1.  Museum Acquisitions:  1.  Steinway Monitor Iron Grand #19434.  Discovered and documented in 2007 by Period Piano Center, this is the first Steinway in history to have most modern Steinway features, and the first of only seven prototype Iron grands, none others are known to exist.   Owner in Belgium will release this piano to us with payment of 2/3 asking price of $30,000, or approximately $20,000, plus about $4000 cartage and fees.  2.  Steinway grand #2162, the earliest known Steinway grand with original internal parts (strings,        action etc.). 

Initial Fundraising Event:  A dinner, concert and presentation to potential donors in order to provide the necessary capital infusion to begin the ongoing work, in order to meet museum rent, payroll, documentation site visit, exhibit, grant-writing and acquisition costs.   Eventually conservators, technicians, restoration specialists will be needed - the work is to large for one person. 
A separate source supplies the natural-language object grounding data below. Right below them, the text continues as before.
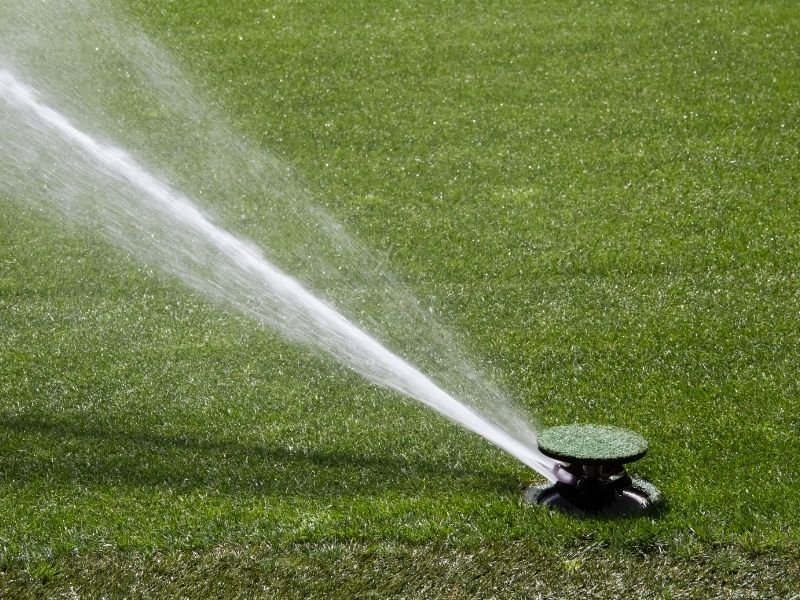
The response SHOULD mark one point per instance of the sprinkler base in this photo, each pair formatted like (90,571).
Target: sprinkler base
(628,498)
(592,459)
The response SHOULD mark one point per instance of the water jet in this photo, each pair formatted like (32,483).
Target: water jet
(592,479)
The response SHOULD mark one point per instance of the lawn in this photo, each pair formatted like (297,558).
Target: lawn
(600,199)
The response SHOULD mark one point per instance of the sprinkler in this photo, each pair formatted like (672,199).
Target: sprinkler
(592,479)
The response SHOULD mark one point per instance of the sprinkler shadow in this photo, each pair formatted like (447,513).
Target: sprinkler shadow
(60,451)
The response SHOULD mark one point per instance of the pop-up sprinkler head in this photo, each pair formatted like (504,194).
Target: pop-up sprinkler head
(596,483)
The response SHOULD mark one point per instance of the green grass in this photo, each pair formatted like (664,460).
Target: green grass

Why is this work important?  For many reasons, but one reason is to re-discover the music.  We recommend obtaining the DVD “Knowing the Score,” an extraordinary presentation on the importance of the period piano by renowned fortepianist and educator Malcolm Bilson.  The Period Piano Center is working to make possible the redisovery of music on pianos built in the 19th Century.   Documentation, restoration, conservation, performance, teaching - this will make possible for current and future generations of pianists the rediscovery of the music of Chopin, Liszt, Mendelssohn, Brahms...even Ravel and Debussy....on the pianos which they, themselves, heard their music on.  Piano students, majors, and others will soon have opportunity to hear and play the music of Chopin, Mendelssohn and Liszt - as well as Debussy and Ravel - on the Erard these composers most often heard their music on, and composed for.  And the early Steinways?  The pianos that catupulted Steinway to world-class concert status were not the ones we know today, but entirely different instruments, with more ancient construction and materials quickly being lost to the rebuilder’s trash heap.  Due to the resale value of used Steinways, and the complete refusal of the company to encourage or practice conservation of its early pianos, rebuilding and manufacturing of these early Steinways is ruining all early Steinways as good documents of history - essential for knowing how these pianos were built and how they really sounded and played.  Rather than turning these instruments into versions of modern Steinways, which is what the factory and most rebuilders are doing through commercial soundboard and action replacement, we seek to study and preserve the unique, vintage elements of these pianos so that the world might have an idea of what kind of musical instruments Steinway actually built from 1856 to 1892 - and we believe the music world will be delighted and grateful for what we conserve and carefully restore! 

Your contribution, large or small, will aid in this noble project.